Breaking Down the Crazy Drama Between China and The NBA

A clash between the People’s Republic of China and the NBA over a tweet made by Houston Rockets General Manager Daryl Morey has reached unprecedented heights.

The conflict started after Morey expressed his support for Hong Kong in a tweet on October 4, referring to the ongoing protests: “Fight for Freedom. Stand with Hong Kong.”

The Houston Rockets general manager later took the post down following the backlash.

Morey made a public statement on his Twitter account on Sunday.

Following Morey’s tweet, NBA Commissioner Adam Silver clarified the league’s stance on the issue, saying they will not censor their players’ or team executives’ views.

“It is inevitable that people around the world — including from America and China — will have different viewpoints over different issues. It is not the role of the NBA to adjudicate those differences,” Silver said in a statement, according to The Washington Post.

“However, the NBA will not put itself in a position of regulating what players, employees and team owners say or will not say on these issues. We simply could not operate that way,” Silver continued.

 

Houston Rockets star James Harden apologized for Morey’s tweet by saying, “We apologize. We love China.”

However, on Wednesday, he expressed his support for Silver’s freedom of speech, Shanghaiist noted.

 

“We all have freedom of speech, that is the world we live in,” Harden said. “Everyone should (say) how they feel and their thought process, be able to speak it. Obviously some people are going to feel some type of ways, others are going to agree. That is just the world we live in. I am here for Adam Silver.”

Morey’s and Silver’s comments have caused a ripple effect in both countries. In China, the Shanghai Sports Federation reportedly canceled a fan event on Wednesday that would benefit the Special Olympics.

While Thursday’s preseason game between the Los Angeles Lakers and Brooklyn Nets is still set to happen, the game will reportedly not be advertised, promoted or broadcast in China.

A similar fan event with the Nets was also canceled on Tuesday by the Shanghai Education Bureau.

In the U.S., a couple waving the signs “Free HK” and “Free Hong Kong” was removed from a 76ers and Guangzhou Lions game in Philadelphia on Wednesday, according to AFP.

The couple was reportedly removed for disruption and not for the content of their message.
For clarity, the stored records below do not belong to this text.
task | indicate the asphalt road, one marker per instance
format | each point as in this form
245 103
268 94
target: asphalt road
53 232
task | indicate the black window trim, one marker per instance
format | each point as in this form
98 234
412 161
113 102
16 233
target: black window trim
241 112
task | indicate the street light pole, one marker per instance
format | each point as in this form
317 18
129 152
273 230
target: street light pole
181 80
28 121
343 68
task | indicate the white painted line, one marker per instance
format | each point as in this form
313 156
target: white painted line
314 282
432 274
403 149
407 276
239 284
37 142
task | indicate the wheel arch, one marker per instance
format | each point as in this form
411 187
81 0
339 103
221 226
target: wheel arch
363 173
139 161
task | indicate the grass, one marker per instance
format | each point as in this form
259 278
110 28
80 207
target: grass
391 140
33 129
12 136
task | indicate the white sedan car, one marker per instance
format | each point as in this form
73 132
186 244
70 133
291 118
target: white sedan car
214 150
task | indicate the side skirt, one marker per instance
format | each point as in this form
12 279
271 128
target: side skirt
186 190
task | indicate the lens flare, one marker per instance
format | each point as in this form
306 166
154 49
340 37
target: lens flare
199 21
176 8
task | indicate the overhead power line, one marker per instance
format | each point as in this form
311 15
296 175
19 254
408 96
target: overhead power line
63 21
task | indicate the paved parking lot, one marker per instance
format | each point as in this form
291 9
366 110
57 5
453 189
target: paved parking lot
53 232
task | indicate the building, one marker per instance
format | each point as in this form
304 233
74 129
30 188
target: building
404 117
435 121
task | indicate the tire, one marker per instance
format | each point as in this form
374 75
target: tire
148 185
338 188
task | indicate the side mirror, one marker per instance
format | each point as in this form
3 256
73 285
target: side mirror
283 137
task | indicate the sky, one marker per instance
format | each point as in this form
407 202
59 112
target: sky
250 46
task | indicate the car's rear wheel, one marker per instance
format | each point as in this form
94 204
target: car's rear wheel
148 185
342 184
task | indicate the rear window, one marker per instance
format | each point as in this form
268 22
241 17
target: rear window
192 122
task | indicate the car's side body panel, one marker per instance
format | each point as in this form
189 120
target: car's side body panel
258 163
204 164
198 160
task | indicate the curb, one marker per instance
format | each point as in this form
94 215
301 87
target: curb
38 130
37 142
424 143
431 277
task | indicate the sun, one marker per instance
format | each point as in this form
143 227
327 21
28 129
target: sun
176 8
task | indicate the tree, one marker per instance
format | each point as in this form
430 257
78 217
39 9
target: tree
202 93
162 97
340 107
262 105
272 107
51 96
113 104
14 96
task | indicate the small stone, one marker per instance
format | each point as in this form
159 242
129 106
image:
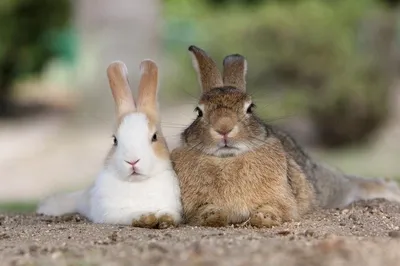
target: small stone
156 246
394 234
4 236
114 236
283 232
309 233
353 217
56 255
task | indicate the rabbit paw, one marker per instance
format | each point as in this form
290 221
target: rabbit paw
213 217
166 221
146 221
264 219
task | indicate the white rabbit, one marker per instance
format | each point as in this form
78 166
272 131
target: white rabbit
137 184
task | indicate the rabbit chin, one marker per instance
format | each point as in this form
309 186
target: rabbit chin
234 149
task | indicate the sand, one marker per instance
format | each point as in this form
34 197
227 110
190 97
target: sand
366 233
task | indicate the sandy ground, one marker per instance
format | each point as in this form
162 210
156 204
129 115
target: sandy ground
364 234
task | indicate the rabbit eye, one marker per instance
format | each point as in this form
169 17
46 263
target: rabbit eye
250 108
154 138
199 112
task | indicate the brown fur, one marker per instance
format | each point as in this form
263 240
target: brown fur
238 187
271 180
210 76
233 65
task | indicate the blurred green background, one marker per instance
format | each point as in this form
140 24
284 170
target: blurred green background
325 70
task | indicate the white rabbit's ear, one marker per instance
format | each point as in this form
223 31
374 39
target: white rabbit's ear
207 72
117 73
148 88
235 70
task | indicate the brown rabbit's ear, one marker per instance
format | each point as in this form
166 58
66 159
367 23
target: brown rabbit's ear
207 72
148 88
117 73
235 69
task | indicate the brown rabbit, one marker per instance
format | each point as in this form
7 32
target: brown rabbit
234 168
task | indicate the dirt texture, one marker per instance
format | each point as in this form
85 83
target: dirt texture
366 233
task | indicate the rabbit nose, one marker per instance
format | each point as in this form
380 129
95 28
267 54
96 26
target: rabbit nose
224 132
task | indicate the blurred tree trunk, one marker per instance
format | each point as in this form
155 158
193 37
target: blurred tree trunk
7 75
124 30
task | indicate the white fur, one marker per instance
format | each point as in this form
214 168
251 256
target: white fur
117 197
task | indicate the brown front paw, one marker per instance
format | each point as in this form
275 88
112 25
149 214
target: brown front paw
264 219
146 221
166 221
213 217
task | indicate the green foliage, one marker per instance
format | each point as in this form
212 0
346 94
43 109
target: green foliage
310 53
29 30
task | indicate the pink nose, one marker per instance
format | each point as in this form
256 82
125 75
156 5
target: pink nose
132 163
224 133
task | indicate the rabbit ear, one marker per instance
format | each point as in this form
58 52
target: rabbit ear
148 87
207 72
117 73
235 69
Many American senators also voiced their views on the matter and called the NBA out for apologizing to China.

Donald Trump also mocked the NBA coaches for being quiet on the China and NBA controversy, Business Insider reported.
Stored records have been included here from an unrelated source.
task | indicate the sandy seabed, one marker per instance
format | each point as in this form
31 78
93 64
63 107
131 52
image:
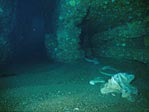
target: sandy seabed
63 88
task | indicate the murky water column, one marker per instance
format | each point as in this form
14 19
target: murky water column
7 21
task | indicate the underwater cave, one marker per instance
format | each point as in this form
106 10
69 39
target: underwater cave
34 18
74 55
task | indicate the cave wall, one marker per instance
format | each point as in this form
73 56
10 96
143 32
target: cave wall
100 28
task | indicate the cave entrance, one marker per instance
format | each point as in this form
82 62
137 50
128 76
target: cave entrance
34 18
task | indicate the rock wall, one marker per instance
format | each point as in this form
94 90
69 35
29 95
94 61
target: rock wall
100 28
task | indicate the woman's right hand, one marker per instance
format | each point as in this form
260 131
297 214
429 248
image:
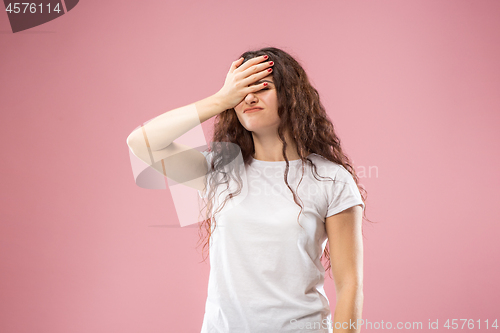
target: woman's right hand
240 79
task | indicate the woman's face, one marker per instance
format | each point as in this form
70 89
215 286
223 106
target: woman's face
266 120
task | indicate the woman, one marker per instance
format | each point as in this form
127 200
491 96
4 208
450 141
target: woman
266 273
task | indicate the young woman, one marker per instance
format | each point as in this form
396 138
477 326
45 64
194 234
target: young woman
299 193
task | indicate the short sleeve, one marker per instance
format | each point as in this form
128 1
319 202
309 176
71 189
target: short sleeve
343 193
208 159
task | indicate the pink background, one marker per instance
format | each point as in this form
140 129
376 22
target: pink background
411 86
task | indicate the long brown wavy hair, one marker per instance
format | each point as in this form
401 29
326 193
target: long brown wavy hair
301 114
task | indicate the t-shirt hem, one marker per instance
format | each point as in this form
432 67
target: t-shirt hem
344 207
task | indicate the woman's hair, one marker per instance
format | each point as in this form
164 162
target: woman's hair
301 114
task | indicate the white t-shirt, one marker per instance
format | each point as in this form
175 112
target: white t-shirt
266 275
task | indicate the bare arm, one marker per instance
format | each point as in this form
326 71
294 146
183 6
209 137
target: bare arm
346 257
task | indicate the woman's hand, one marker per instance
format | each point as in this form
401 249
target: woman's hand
239 80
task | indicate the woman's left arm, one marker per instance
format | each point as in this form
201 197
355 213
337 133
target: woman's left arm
346 258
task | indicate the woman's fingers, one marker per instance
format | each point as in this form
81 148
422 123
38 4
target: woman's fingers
257 76
250 63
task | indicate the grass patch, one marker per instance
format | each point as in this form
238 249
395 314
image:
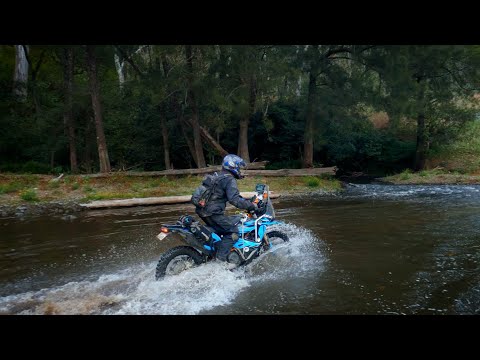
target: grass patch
312 181
406 174
29 195
11 187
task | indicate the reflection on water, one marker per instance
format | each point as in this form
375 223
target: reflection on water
374 249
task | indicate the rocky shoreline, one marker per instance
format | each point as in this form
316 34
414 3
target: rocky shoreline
66 209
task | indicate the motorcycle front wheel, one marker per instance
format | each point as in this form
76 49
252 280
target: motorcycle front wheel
176 260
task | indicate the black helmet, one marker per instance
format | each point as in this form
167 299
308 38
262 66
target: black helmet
186 220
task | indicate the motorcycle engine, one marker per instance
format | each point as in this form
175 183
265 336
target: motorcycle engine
234 258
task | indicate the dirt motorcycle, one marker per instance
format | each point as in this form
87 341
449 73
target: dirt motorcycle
252 239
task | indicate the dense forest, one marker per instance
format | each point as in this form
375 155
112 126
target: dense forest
102 108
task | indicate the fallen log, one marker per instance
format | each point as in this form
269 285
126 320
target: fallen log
163 200
292 172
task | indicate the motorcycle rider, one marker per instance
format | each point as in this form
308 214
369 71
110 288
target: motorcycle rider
226 189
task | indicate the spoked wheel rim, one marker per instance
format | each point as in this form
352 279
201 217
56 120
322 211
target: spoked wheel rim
179 264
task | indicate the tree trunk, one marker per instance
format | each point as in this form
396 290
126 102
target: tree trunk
197 141
119 67
68 110
97 110
88 146
242 150
209 138
166 151
422 144
308 139
20 76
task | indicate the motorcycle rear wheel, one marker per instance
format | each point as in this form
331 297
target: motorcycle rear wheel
176 260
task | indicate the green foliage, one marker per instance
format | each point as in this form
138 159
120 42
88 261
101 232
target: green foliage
352 82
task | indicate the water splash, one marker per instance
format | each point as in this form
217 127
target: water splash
134 290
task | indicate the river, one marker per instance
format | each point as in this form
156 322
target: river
373 249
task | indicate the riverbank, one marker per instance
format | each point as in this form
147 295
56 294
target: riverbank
23 195
431 177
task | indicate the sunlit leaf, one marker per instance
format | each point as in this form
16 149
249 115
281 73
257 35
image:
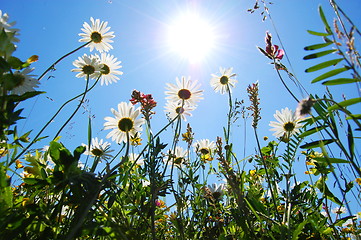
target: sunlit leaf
330 74
351 144
317 46
330 160
323 65
318 33
317 143
320 54
345 103
311 131
354 116
340 81
324 20
298 229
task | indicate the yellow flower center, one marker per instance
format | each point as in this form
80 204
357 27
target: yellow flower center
96 37
88 69
289 126
105 69
224 80
97 152
125 124
184 94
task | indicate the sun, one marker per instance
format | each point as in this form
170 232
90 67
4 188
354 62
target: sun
192 37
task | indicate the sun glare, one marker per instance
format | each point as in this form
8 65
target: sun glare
191 37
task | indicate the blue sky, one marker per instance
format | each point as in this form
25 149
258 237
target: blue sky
50 29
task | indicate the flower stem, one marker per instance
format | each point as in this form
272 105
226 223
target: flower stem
76 110
51 119
57 61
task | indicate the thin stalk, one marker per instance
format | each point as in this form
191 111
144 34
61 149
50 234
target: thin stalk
267 174
51 119
57 61
76 110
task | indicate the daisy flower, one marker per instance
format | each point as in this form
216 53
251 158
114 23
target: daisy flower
99 35
24 81
304 107
217 190
184 91
8 26
135 156
174 109
287 125
87 65
224 82
339 210
178 157
204 148
109 69
123 123
99 149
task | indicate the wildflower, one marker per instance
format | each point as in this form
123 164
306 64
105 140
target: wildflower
339 210
217 190
188 135
7 27
146 101
358 181
123 123
184 92
287 125
87 66
136 140
135 157
304 107
99 35
273 51
205 149
224 82
174 109
178 157
109 68
160 203
254 107
24 81
145 183
99 149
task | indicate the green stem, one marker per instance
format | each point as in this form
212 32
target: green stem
76 110
267 174
51 119
57 61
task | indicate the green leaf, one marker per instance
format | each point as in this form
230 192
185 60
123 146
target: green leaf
318 33
352 116
340 81
311 131
324 65
317 143
344 103
351 143
330 160
324 20
320 54
298 229
321 185
317 46
78 151
330 74
15 62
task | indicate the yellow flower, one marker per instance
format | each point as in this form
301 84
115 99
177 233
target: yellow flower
358 180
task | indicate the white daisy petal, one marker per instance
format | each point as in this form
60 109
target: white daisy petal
225 82
99 35
124 123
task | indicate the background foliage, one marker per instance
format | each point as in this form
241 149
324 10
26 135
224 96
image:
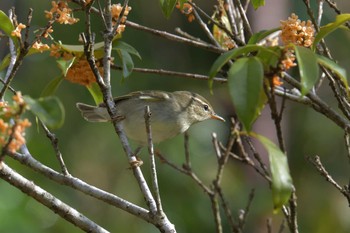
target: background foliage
93 153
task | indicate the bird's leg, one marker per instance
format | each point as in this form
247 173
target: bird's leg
138 162
118 118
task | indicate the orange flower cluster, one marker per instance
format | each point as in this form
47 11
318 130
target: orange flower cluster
61 12
187 10
288 61
12 136
81 73
116 9
297 32
17 31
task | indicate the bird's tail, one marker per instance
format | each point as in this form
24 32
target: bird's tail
93 113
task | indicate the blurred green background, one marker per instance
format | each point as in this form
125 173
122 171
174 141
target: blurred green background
93 153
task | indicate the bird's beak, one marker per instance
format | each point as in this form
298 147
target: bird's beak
216 117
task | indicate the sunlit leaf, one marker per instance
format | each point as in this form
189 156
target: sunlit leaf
7 27
49 110
258 3
65 65
308 68
325 30
255 38
127 63
52 86
232 54
245 82
96 93
282 184
120 45
334 67
167 7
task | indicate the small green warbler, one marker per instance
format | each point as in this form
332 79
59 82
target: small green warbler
172 113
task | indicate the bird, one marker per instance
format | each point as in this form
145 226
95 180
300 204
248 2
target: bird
172 113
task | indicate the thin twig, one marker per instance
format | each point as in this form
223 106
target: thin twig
316 161
48 200
187 151
176 38
154 178
206 29
54 143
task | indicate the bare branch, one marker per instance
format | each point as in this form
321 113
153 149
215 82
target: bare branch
316 161
47 199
Meanwhile, Joe Tsai, the owner of Brooklyn Nets, has spoken up and described the matter as “a third-rail issue.”

In his open letter, the 55-year-old entrepreneur and co-founder of Alibaba Group, explains, “Supporting a separatist movement in a Chinese territory is one of those third-rail issues, not only for the Chinese government, but also for all citizens in China.”

Tsai went on to recount China being attacked by the combined forces of the British and French armies during the two Opium Wars from 1839 to 1842 and from 1856 to 1860.

Following the Opium Wars, China also saw an uprising between the years 1899 and 1901, which became known as the Boxer Rebellion, after Chinese peasants saw an increase of foreign influence in the country.

“In response, the Eight Nations Alliance – comprised of Japan, Russia, Britain, France, United States, Germany, Italy and Austria-Hungary – dispatched their forces to occupy Chinese territories in the name of humanitarian intervention,” Tsai wrote. “The foreign forces marched into the Chinese capital Peking (now called Beijing), defeated the peasant rebels and proceeded to loot and pillage the capital city.”

He also cited the bloody 1937 Japanese Imperial Army invasion of Beijing, Shanghai and Nanjing.

“When the topic of any separatist movement comes up, Chinese people feel a strong sense of shame and anger because of this history of foreign occupation,” Tsai said.

“By now I hope you can begin to understand why the Daryl Morey tweet is so damaging to the relationship with our fans in China,” Tsai continued in his open letter. “I don’t know Daryl personally. I am sure he’s a fine NBA general manager, and I will take at face value his subsequent apology that he was not as well informed as he should have been. But the hurt that this incident has caused will take a long time to repair.”

“I hope to help the League to move on from this incident,” he said in his closing remark. “I will continue to be an outspoken NBA Governor on issues that are important to China.”